Na Embraer, a notícia foi recebida com ressalva, pois encarece o financiamento usado por 55% dos clientes de 2010. Mas nem tudo é ruim para a companhia de São José dos Campos: a empresa passa a ter condições idênticas às gigantes Airbus e Boeing, o que, em última instância, pode facilitar eventual plano de lançamento de aviões maiores, como já fez a canadense Bombardier.

Em debate há mais de dois anos, o entendimento foi fechado em Paris com o apoio dos principais países que fabricam aviões comerciais. O acordo, que deve ser oficializado até 20 de janeiro, acaba com regra de 2007 que previa condições diferentes de crédito para aeronaves de grande porte - como as fabricados pela Airbus e Boeing - e regionais - da Bombardier e Embraer. Agora, o crédito para qualquer avião passa a ser feito da mesma forma com condições mais rígidas para o cálculo do juro e garantias. Ou seja, menos espaço para subsídios.

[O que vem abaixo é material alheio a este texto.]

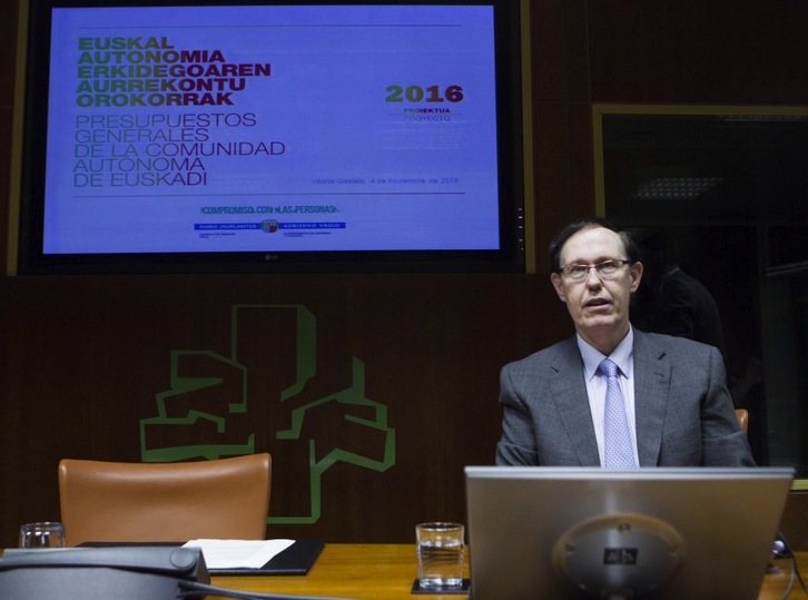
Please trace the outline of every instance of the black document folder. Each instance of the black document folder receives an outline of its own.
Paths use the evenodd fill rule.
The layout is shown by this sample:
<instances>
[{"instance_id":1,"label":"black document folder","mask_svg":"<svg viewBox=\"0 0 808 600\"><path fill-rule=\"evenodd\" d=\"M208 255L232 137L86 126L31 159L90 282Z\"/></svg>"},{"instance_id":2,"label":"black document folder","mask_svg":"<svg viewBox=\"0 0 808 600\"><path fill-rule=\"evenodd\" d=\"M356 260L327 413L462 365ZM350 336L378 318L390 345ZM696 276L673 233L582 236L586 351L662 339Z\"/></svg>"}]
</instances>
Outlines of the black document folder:
<instances>
[{"instance_id":1,"label":"black document folder","mask_svg":"<svg viewBox=\"0 0 808 600\"><path fill-rule=\"evenodd\" d=\"M210 569L216 576L305 576L323 551L319 540L297 540L258 569Z\"/></svg>"},{"instance_id":2,"label":"black document folder","mask_svg":"<svg viewBox=\"0 0 808 600\"><path fill-rule=\"evenodd\" d=\"M112 545L183 545L181 542L162 543L118 543L118 542L85 542L82 547L112 547ZM210 569L208 572L216 576L305 576L319 557L325 544L319 540L297 540L283 552L277 553L264 567Z\"/></svg>"}]
</instances>

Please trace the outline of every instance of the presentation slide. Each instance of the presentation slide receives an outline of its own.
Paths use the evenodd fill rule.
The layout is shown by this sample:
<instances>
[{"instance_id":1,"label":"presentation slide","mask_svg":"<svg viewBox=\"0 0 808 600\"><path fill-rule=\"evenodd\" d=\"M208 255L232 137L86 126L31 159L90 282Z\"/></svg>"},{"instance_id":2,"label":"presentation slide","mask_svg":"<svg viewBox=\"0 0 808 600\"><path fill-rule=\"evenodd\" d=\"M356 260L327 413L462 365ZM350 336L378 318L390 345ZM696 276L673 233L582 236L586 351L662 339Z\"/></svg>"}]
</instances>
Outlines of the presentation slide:
<instances>
[{"instance_id":1,"label":"presentation slide","mask_svg":"<svg viewBox=\"0 0 808 600\"><path fill-rule=\"evenodd\" d=\"M53 9L43 254L499 249L493 21Z\"/></svg>"}]
</instances>

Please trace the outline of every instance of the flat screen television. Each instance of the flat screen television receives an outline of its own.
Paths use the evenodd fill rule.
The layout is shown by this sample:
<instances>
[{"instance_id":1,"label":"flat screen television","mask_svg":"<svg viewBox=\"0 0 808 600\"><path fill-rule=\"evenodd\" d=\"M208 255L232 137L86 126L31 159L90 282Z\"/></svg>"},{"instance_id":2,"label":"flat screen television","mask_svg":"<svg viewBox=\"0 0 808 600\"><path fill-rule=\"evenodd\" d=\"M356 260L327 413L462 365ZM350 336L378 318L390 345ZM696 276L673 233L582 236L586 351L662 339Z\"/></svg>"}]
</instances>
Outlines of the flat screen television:
<instances>
[{"instance_id":1,"label":"flat screen television","mask_svg":"<svg viewBox=\"0 0 808 600\"><path fill-rule=\"evenodd\" d=\"M17 273L524 272L526 2L24 4Z\"/></svg>"}]
</instances>

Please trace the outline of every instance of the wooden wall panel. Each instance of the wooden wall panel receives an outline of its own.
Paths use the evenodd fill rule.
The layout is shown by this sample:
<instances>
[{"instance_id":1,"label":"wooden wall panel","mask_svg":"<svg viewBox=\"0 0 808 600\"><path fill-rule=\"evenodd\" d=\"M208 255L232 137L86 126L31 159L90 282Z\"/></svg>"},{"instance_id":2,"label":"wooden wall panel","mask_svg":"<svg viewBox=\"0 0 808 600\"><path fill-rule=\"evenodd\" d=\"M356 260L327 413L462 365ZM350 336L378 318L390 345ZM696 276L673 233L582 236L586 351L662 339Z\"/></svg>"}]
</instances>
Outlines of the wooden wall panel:
<instances>
[{"instance_id":1,"label":"wooden wall panel","mask_svg":"<svg viewBox=\"0 0 808 600\"><path fill-rule=\"evenodd\" d=\"M806 102L806 2L588 4L597 102Z\"/></svg>"}]
</instances>

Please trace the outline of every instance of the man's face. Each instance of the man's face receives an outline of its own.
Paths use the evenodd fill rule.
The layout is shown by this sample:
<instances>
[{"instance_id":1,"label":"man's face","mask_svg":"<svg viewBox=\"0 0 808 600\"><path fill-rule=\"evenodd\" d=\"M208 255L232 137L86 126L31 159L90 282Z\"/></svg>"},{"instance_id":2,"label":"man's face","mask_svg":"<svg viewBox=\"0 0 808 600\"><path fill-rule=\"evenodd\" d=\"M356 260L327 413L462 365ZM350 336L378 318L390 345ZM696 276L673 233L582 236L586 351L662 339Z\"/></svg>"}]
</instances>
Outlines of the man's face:
<instances>
[{"instance_id":1,"label":"man's face","mask_svg":"<svg viewBox=\"0 0 808 600\"><path fill-rule=\"evenodd\" d=\"M594 265L628 258L622 239L604 227L588 227L570 237L561 248L561 266ZM642 277L642 264L622 265L610 278L594 268L583 281L553 273L551 281L566 304L575 331L590 345L609 355L629 332L629 303Z\"/></svg>"}]
</instances>

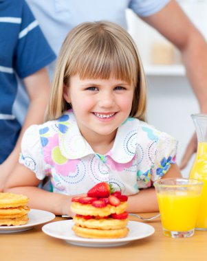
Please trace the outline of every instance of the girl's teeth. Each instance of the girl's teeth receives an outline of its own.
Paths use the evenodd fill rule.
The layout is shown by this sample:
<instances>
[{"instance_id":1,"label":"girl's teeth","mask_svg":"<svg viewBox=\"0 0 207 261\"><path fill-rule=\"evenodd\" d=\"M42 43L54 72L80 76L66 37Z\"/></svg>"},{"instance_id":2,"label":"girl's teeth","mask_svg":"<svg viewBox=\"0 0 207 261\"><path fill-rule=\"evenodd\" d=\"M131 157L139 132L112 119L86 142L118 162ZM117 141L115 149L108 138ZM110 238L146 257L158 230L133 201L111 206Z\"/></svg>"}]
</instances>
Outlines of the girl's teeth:
<instances>
[{"instance_id":1,"label":"girl's teeth","mask_svg":"<svg viewBox=\"0 0 207 261\"><path fill-rule=\"evenodd\" d=\"M103 115L100 113L94 113L96 116L97 116L99 118L103 119L103 118L109 118L110 117L112 117L114 115L115 113L108 114L108 115Z\"/></svg>"}]
</instances>

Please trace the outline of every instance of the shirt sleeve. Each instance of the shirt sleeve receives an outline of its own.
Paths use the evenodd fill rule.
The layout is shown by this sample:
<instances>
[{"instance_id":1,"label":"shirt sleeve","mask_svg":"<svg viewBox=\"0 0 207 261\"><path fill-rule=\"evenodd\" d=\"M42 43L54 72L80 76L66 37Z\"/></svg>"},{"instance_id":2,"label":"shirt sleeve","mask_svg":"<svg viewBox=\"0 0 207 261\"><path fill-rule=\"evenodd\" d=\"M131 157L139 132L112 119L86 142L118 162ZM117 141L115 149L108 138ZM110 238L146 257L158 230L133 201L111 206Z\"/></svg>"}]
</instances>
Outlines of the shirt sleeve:
<instances>
[{"instance_id":1,"label":"shirt sleeve","mask_svg":"<svg viewBox=\"0 0 207 261\"><path fill-rule=\"evenodd\" d=\"M36 174L42 180L45 175L45 163L38 125L30 126L25 132L21 141L19 162Z\"/></svg>"},{"instance_id":2,"label":"shirt sleeve","mask_svg":"<svg viewBox=\"0 0 207 261\"><path fill-rule=\"evenodd\" d=\"M131 0L129 8L140 16L149 16L161 10L169 0Z\"/></svg>"},{"instance_id":3,"label":"shirt sleeve","mask_svg":"<svg viewBox=\"0 0 207 261\"><path fill-rule=\"evenodd\" d=\"M155 181L164 176L172 163L175 163L177 141L169 135L161 133L159 136L151 169L151 181Z\"/></svg>"},{"instance_id":4,"label":"shirt sleeve","mask_svg":"<svg viewBox=\"0 0 207 261\"><path fill-rule=\"evenodd\" d=\"M45 67L55 58L38 21L24 1L14 61L15 71L23 78Z\"/></svg>"}]
</instances>

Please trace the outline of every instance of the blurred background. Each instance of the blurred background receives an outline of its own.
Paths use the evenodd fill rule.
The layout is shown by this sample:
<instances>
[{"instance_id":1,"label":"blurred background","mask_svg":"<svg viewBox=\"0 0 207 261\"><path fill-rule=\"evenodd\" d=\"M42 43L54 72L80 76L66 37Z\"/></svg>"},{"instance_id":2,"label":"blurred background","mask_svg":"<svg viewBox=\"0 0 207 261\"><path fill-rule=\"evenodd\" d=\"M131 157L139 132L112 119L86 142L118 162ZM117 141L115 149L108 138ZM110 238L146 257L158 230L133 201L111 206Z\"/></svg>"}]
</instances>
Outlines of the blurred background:
<instances>
[{"instance_id":1,"label":"blurred background","mask_svg":"<svg viewBox=\"0 0 207 261\"><path fill-rule=\"evenodd\" d=\"M177 2L206 39L207 0ZM195 130L190 115L199 112L197 99L177 49L130 10L127 16L129 32L138 47L146 75L147 121L178 140L179 164ZM184 177L188 177L194 159L182 170Z\"/></svg>"}]
</instances>

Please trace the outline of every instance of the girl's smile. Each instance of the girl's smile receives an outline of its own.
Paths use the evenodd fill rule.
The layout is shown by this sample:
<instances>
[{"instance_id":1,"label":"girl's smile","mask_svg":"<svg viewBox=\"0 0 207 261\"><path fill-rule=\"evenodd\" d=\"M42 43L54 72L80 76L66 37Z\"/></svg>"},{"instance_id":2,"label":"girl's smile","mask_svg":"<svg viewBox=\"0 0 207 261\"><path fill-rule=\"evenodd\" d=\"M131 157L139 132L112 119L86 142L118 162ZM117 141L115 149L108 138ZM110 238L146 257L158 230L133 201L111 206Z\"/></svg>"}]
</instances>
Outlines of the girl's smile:
<instances>
[{"instance_id":1,"label":"girl's smile","mask_svg":"<svg viewBox=\"0 0 207 261\"><path fill-rule=\"evenodd\" d=\"M64 98L72 104L80 130L90 144L111 144L118 128L129 117L134 87L122 80L80 79L72 76L64 87Z\"/></svg>"}]
</instances>

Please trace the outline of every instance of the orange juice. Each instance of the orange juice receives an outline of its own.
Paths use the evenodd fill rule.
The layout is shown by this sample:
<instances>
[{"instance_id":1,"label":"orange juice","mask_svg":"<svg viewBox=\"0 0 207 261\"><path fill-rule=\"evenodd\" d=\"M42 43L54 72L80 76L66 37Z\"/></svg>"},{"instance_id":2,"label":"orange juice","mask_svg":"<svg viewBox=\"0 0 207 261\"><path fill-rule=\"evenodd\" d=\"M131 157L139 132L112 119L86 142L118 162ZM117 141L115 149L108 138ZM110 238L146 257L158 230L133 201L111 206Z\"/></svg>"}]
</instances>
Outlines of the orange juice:
<instances>
[{"instance_id":1,"label":"orange juice","mask_svg":"<svg viewBox=\"0 0 207 261\"><path fill-rule=\"evenodd\" d=\"M168 191L157 194L164 229L187 231L194 229L201 195L193 191Z\"/></svg>"},{"instance_id":2,"label":"orange juice","mask_svg":"<svg viewBox=\"0 0 207 261\"><path fill-rule=\"evenodd\" d=\"M196 227L207 230L207 142L199 142L190 178L204 182L200 208Z\"/></svg>"}]
</instances>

"O fato de termos regras iguais para todos é muito positivo. A ausência de uma regra desse tipo criava situação em que concorrentes poderiam oferecer condições cada vez mais favoráveis, em uma corrida não saudável. O acordo nos protege", diz Marcelo Della Nina, chefe da delegação do Ministério de Relações Exteriores que negociou o acordo.

O crédito oficial começou a causar polêmica especialmente após a crise de 2008, quando o financiamento privado secou. No esforço de tentar manter suas indústrias aquecidas, governos - em especial dos EUA e Europa - passaram a oferecer condições cada vez mais favoráveis para abocanhar clientes para empresas de seus países: a norte-americana Boeing e a europeia Airbus.

A situação gerava distorções. Como a linha só podia ser oferecida nas exportações, empresas que usam aviões fabricados em outros países - como a Ryanair, Emirates e Singapore Airlines - foram beneficiadas e eram contra mudanças. Já as sediadas nos mesmos países das fabricantes - como a American Airlines, British Airways, Delta e Lufthansa - foram prejudicadas e pediam fim do benefício. O segundo grupo venceu e, a partir de fevereiro, todos passarão a pagar mais.

No Brasil, o Banco Nacional de Desenvolvimento Econômico e Social (BNDES) financiou a venda de 55% dos aviões da Embraer entregues em 2010. Antes de 2008, a fatia das vendas da Embraer com crédito estatal era zero, já que havia linhas privadas com condições mais atrativas.

"De uma forma geral, o acordo não é bom para a indústria porque o crédito, que é importantíssimo para a compra de um avião, ficará mais caro", diz o vice-presidente executivo de aviação comercial da Embraer, Paulo César de Souza e Silva.

No mercado aeronáutico, alguns analistas afirmam que o crédito público era um dos entraves para que a Embraer pudesse pensar mais seriamente em lançar nova família de jatos maiores, para concorrer com a Airbus e a Boeing.